Celiac Disease and Gluten Sensitivity Glossary
This glossary is a list of common terms related to celiac disease, non-celiac gluten sensitivity (“gluten sensitivity”) and other gluten-related disorders.
This glossary was developed by the Gluten-Related Disorders Collaborative, a group composed of the leading advocacy groups in the US working in the field of celiac disease and gluten sensitivity: American Celiac Disease Alliance, Beyond Celiac, Celiac Disease Foundation, Celiac Sprue Association and Gluten Intolerance Group.

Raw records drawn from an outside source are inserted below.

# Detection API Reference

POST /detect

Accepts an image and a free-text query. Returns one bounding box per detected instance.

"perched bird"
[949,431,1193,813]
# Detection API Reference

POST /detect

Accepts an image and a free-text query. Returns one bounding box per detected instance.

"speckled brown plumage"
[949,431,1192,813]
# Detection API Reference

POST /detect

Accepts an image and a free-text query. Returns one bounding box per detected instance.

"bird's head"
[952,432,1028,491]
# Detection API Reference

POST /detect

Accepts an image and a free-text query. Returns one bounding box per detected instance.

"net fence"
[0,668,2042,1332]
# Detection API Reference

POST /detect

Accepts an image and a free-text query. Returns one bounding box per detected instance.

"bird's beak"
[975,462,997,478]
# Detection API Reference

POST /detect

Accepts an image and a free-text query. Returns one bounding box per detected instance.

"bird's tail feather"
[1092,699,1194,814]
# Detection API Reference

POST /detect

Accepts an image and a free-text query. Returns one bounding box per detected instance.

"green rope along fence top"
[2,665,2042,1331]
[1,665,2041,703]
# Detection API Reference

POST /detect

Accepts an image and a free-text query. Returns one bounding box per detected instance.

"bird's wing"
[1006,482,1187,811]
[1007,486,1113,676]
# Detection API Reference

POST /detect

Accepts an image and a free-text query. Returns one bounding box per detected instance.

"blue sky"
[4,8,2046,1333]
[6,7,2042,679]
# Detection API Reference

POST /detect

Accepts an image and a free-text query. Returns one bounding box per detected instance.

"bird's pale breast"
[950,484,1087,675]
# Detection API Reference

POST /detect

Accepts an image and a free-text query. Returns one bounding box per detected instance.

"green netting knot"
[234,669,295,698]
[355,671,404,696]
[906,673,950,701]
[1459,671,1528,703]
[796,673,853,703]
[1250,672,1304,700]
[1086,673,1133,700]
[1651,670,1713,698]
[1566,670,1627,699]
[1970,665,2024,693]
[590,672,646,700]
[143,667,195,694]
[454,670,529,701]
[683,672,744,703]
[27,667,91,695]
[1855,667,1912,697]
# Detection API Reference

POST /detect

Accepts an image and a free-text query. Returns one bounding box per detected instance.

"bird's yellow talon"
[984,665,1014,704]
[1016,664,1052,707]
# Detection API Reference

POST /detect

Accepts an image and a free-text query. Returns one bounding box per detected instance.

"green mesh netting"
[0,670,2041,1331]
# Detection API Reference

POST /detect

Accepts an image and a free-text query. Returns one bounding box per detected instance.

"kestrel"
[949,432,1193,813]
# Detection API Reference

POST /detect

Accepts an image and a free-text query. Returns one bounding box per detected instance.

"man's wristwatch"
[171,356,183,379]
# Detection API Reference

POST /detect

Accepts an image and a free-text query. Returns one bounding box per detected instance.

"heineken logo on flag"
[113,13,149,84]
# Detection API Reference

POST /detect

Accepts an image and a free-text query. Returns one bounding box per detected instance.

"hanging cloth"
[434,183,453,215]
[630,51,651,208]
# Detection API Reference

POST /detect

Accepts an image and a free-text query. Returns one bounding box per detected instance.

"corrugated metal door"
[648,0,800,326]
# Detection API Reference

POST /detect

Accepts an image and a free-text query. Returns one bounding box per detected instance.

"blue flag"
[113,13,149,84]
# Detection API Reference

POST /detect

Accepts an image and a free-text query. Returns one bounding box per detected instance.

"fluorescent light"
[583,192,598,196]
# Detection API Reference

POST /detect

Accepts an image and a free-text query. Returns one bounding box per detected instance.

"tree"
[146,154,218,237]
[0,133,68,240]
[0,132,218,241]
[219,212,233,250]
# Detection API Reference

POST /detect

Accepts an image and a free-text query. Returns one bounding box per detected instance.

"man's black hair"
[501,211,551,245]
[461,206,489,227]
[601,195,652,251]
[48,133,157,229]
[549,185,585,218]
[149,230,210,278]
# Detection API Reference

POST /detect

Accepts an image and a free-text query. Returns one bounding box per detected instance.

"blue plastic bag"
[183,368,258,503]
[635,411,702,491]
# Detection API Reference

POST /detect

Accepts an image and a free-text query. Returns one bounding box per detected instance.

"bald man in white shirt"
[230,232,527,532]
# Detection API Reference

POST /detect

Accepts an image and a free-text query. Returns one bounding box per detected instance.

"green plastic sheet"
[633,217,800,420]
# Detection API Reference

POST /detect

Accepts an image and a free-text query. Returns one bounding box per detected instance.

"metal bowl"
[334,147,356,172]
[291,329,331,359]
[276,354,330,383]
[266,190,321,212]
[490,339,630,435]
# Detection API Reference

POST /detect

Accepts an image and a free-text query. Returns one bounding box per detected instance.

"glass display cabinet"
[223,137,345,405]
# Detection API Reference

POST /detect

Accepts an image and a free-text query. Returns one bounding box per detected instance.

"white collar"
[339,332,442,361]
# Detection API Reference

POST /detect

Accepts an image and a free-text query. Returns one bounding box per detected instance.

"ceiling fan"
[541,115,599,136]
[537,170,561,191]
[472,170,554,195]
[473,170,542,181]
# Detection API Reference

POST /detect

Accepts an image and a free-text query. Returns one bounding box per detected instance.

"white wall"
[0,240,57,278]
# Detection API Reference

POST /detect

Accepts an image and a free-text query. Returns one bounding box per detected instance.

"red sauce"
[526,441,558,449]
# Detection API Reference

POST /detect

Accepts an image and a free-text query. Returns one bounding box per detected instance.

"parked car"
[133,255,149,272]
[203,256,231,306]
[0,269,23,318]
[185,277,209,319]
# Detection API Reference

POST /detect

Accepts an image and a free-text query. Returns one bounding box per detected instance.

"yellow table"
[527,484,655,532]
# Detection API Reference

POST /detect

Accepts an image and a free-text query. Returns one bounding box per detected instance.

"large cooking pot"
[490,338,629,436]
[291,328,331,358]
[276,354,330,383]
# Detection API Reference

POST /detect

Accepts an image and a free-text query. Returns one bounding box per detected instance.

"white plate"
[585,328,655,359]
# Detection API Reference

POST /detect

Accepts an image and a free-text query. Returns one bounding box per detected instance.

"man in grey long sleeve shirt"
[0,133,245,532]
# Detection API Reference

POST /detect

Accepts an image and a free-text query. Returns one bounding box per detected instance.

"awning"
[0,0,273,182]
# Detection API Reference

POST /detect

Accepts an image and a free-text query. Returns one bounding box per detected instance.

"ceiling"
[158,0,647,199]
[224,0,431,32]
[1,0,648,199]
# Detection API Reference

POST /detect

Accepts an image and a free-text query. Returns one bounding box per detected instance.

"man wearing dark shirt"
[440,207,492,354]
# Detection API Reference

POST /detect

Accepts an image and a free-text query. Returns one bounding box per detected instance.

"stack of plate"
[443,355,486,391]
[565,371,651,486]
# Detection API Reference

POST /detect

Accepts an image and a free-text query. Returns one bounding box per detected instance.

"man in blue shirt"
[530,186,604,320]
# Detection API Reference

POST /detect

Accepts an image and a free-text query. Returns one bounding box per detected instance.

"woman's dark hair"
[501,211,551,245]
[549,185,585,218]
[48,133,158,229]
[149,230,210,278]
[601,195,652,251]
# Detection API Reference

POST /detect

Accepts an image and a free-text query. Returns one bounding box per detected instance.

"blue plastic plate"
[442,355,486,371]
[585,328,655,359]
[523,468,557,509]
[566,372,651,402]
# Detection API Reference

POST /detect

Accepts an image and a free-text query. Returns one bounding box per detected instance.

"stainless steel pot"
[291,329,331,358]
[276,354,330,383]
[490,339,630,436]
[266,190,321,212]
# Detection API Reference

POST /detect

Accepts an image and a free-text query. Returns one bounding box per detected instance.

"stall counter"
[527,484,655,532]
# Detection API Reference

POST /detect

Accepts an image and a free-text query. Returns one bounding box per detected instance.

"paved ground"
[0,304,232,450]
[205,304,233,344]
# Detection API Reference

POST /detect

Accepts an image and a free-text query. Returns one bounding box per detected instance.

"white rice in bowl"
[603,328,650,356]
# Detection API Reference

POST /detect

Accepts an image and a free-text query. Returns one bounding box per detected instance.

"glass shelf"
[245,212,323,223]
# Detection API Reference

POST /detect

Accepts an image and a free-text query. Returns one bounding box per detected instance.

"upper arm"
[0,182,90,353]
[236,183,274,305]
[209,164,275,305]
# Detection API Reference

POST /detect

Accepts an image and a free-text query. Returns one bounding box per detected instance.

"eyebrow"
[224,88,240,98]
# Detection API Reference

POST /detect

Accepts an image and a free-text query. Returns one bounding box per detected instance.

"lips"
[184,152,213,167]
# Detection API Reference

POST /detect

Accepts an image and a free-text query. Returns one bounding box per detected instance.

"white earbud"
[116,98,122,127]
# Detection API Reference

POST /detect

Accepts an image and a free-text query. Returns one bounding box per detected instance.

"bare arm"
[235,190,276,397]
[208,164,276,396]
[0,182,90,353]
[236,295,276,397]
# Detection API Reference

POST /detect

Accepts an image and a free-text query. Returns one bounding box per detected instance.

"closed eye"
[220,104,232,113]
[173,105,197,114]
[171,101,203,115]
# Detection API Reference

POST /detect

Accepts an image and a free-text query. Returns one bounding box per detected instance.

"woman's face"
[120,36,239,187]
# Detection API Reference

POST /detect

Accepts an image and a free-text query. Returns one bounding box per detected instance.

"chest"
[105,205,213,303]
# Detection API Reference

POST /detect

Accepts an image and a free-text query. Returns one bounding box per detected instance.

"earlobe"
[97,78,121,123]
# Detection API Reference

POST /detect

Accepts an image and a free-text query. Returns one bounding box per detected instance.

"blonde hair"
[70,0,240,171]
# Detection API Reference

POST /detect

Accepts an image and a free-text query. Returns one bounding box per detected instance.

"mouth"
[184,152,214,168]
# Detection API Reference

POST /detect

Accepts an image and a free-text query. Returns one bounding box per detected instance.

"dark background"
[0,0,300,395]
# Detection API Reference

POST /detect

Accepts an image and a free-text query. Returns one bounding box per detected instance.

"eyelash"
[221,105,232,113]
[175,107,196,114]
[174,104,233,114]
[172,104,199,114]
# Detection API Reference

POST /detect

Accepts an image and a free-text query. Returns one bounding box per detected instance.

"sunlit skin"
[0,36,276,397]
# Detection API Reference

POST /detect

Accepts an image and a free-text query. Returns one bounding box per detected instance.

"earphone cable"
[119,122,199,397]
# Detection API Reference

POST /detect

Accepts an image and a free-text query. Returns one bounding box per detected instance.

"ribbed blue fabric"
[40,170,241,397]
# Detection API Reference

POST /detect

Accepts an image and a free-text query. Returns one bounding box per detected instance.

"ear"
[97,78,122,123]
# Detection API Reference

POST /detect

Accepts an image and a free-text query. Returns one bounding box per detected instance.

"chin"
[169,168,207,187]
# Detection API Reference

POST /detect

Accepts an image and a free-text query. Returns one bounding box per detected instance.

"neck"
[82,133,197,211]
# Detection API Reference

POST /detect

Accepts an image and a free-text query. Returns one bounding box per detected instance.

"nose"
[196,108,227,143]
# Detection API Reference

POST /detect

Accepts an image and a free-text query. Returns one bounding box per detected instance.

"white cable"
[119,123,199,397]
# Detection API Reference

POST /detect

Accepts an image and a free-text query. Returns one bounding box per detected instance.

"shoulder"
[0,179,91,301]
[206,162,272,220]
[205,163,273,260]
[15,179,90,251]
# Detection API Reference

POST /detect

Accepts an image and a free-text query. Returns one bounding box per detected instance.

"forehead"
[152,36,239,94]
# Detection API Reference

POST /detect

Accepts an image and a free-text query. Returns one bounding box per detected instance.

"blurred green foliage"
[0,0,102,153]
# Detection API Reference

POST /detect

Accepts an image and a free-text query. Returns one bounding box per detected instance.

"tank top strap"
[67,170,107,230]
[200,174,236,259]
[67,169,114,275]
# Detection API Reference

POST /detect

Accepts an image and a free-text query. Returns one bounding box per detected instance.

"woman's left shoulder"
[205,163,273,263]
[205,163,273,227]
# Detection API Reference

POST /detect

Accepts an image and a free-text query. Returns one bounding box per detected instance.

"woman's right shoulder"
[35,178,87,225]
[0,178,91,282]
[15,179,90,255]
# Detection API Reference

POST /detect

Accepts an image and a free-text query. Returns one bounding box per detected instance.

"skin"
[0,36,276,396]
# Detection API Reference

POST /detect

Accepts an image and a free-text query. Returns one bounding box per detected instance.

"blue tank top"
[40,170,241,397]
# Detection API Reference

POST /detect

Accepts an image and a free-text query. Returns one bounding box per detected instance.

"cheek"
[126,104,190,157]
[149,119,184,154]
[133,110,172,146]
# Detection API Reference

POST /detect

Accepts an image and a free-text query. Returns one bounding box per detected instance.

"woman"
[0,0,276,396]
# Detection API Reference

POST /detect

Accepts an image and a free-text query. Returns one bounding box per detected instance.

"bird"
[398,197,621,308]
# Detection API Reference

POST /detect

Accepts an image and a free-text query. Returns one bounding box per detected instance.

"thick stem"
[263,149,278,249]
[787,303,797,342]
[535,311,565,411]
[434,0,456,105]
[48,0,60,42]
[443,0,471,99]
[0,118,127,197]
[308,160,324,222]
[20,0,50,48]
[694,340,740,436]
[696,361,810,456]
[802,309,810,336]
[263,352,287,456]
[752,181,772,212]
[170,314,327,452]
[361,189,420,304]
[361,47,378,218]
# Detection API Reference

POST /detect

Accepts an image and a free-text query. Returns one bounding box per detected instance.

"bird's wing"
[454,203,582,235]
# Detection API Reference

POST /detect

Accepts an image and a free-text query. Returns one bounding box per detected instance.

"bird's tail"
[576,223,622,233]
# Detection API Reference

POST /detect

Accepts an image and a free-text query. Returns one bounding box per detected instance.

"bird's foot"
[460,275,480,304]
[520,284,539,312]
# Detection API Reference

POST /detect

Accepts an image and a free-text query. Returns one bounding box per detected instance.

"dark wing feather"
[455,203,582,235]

The glossary is based on a consensus document published by a group of celiac disease experts from around the world. Beyond Celiac is sharing this glossary so that we can all speak the same celiac disease language.
Current Terms Related to Celiac Disease and Gluten-Related Disorders
Celiac disease: Celiac disease is a chronic small intestinal immune-mediated enteropathy precipitated by exposure to dietary gluten in genetically predisposed individuals. Celiac disease is triggered by the ingestion of gluten (definition below), the protein component of wheat, rye, barley, but not oats. Such exposure results in a variable degree of intestinal damage. To confirm a diagnosis of celiac disease, biopsies of the duodenum must be taken when patients are on a gluten-containing diet. It is generally agreed that four to six biopsies are necessary for diagnosis, including from the duodenal bulb.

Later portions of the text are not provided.